Anne-Laure, estaba, por el contrario,
muy afligida. Fue en ese minuto cuando estimó que era necesario replicar,
porque de lo contrario, todos pensarían que ella había permitido el velo de su
desgracia. Movida a compunción, reflexionó breves segundos sus palabras, y al
final, comentó con el sonsonete de la tristeza, pero una ráfaga de viento
recortó sus palabras, y el ulular del viento las hizo inaudible. Entonces
exclamó en voz alta.
-
¡Fue hace mucho tiempo! Su voz, cada vez más poderosa, se impuso al persistente
sonido del viento, aunque parte de su cuerpo se manifestaba tembloroso.
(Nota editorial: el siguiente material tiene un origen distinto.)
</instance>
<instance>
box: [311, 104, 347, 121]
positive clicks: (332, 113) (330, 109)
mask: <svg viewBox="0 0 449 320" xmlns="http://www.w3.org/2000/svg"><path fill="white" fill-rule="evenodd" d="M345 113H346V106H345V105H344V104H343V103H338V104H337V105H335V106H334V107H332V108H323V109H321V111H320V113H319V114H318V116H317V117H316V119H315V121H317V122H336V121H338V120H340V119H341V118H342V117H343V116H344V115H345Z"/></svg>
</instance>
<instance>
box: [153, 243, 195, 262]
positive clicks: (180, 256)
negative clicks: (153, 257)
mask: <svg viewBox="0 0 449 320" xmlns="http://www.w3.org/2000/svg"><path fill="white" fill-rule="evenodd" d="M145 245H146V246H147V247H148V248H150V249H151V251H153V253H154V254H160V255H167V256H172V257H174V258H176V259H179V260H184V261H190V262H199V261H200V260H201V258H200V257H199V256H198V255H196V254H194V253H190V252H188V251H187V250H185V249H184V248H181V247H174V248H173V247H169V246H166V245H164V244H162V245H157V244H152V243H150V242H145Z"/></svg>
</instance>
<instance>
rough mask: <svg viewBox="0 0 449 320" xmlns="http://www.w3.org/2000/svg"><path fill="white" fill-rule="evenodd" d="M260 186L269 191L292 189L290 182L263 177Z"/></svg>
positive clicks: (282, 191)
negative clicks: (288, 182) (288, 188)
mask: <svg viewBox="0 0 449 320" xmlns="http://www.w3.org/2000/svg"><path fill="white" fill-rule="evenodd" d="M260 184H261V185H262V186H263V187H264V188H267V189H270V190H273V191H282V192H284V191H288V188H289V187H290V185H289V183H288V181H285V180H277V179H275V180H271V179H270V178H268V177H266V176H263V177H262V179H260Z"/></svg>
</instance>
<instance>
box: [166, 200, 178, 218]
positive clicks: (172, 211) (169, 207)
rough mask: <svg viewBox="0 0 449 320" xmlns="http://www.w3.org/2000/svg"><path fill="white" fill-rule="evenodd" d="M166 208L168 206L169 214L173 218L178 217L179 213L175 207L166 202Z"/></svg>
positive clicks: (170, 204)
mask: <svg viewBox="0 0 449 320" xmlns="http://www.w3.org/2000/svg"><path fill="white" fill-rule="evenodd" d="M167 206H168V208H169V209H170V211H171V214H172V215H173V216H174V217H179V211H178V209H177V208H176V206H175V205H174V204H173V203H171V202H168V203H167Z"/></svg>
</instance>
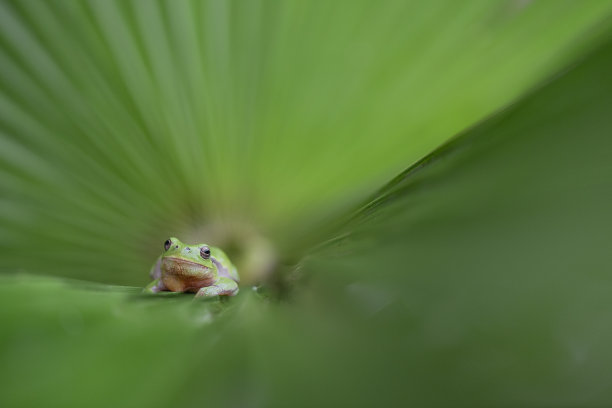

Entonces, dirigiéndose a Elena con voz áspera la interpeló.
-
¡Reconoce tu crimen madre! ¿Por qué me obligaste a realizar ese acto? ¡Mírate a
ti misma! ¿Cuánto daño has realizado?
-
¡Basta de recriminaciones, son un par de diablas! Llenas de excentricidades y
secretos. Exhiben sus debilidades, y las convierten en virtudes. ¡Quién puede
comprender aquello! -Aclaró un ofuscado Pollier. Ahora las obligaré a decir la verdad. ¡Qué
pasó con la otra muchacha, en razón de qué, afirmaban que era mi hija! Escuchen claramente, no quiero distorsiones,
o de lo contrario, el dolor le hará rechinar los dientes. Un día me atreví a
amarte Anne-Laure, sin embargo, nunca imaginé tanta maledicencia. ¡Qué sucedió
con Camila Angélica!, y se abalanzó sobre la mujer con las pupilas extraviadas
en un espeso color bermejo. Anne-Laure no se amilanó, más bien, se puso de pie,
y le respondió.
-Cómo
crees tú que iba a presentarte a mi hija, si la ecuación que haces de la vida
es insustancial. ¿A quién quieres tú Martín Pollier? Lo único que amas de
verdad son tus barcos. Si en realidad deseas saber, te aliento a investigarlo. Pollier,
se limitaba a navegar en el amplio espacio de las dudas, y sin tener respuestas
decidió retirarse junto a sus hombres.
-Con
las mujeres, -sostuvo displicente, -siempre somos perdedores, en el plano
argumentativo, siempre encuentran una respuesta para todo. A pesar de la rabia
acumulada, Martín miró por última vez a las dos mujeres, esa mirada fue fría y
despectiva. Ellas todavía continuaban de rodillas sobre las rocas, él entonces se
dio vueltas, y se encaminó en dirección al mar.
Las costas apenas se
visualizaban, el mar parecía tener un color verde petróleo. La brillante noche
lo acompañaba en su caminar, y, entregó una mirada despectiva, sobre todo, en
su profunda resignación. Se escuchaba todavía la vigorosa consistencia de las
olas, Los hombres se acercaron más a Pollier, y caminaron despreocupados,
pretendiendo olvidar todo lo que habían escuchado. A medida que avanzaban,
otros ruidos aparecían, otros ruidos que no provenían del mar.
-Nótese,
-comentó Pollier, mirando seriamente a sus marineros. – y adviértase, Anne-Laure,
respondió a la pregunta que le formulé, la respondió con otra pregunta, se
infiere de eso que la respuesta que pensaba dar era positiva. Camila Angélica
es mi hija. -Y Continuó con una sonrisa de conformidad.
-Ahora
que Isabelle y el maestro de los sofismas navegan en la barcaza de Caronte,
puedo pensar, de un modo distinto, en aquella infortunada chiquilla; pues bien,
corresponde a mis hijos Juliet y Dominique, también hijos del “incestus”,
reunirse con Calígula y sus hermanas, por el contrario, a mí me corresponde
continuar con el “do ut des” de los romanos, o expresado en términos claros: Doy
para recibir.
-Usted
nunca va a cambiar Señor, -respondió sonriendo Maciel. ¿Dígame, usted siempre
fue tan malo?
-No
siempre…, creo que ahora, debido al arte del cinismo que han desarrollado esas
mujeres el corazón se me ha ablandado un poco.
- ¿Y
qué sucederá con ellas?
-Hay
que dejarlas, tienen suficiente castigo.
- ¿Pero
si ni siquiera las tocamos?
-La
línea transportadora de la existencia les recordará, en cada uno de sus tramos,
todo el daño que han hecho, y eso es, a mi entender, morir en alguna medida,
-Siempre
existe un amanecer, replicó sereno el capitán, siempre que lo anhelemos…, a
propósito, ¿qué instrucciones dio al marinero?
-Lo
envíe al alborean, allí espera Camila Angélica, debía comunicar que nos espera.